An innovative intersectional approach to gender equality in business and human rights

By Common Law

Communication, Faculty of Law

Faculty member
Research
Human rights
Business and Human Rights Journal
Gender inequality and oppression are central issues in the field of business and human rights. Despite decades of attempts to eliminate discrimination against women and advance the human rights of persons of diverse genders, progress on the ground has been slow, including in the context of business activity.

Professor Penelope Simons and former Faculty of Law doctoral student Dr. Melisa Handl, alongside their co-author from Dalhousie University, Professor Sara Seck, were recognized earlier this year for their research on these issues. The three authors were awarded the Business and Human Rights Journal’s (BHJR) Best Scholarly Article Prize for their paper “Gender and Intersectionality in Business and Human Rights Scholarship” (Business and Human Rights Journal, Volume 7, No. 2).

The paper considers the need to move beyond gender and women’s rights analysis to address more complex forms of discrimination and oppression in research on business and human rights (BHR) issues. Applying an intersectional lens can help to expose the complex and intersecting forms of discrimination people may face based on gender, race, sexual orientation, able-bodiedness and socio-economic status, among others.  It helps to centre the voices of those who are marginalized, to problematize structures such as the state and the neoliberal capitalist system and to question norms that fail to challenge or disrupt these power structures.  To date, few BHR scholars have explicitly engaged in intersectional analysis. Here, the authors explore what intersectionality, as an analytic tool, could offer to critical BHR scholarship in terms of exposing the complexity of gender oppression and discrimination in the context of business activity, identifying and challenging structures of power that protect and facilitate business, and being wary of state and business attempts to co-opt intersectionality for their own purposes. 

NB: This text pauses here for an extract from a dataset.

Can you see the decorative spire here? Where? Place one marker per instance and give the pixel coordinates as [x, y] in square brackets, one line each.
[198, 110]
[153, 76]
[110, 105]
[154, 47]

The BHJR selection committee praised the excellent article, specifically lauding the authors for their “insightful and critical analysis of four germane elements of intersectionality that challenge some core assumptions about BHR”. The committee further noted the authors’ innovative and sophisticated, yet accessible analysis, stating that the article’s major contribution to the BHR literature lies “in the insights and tools that it presents for future BHR scholarship. It has the potential to be a seminal article that significantly influences subsequent literature in the developing BHR field.” 

The Business and Human Rights Journal is a publication of Cambridge University Press.  Click here to read more about the Prize and to see past winners.

Congratulations to Professor Simons, Professor Seck and Dr. Handl!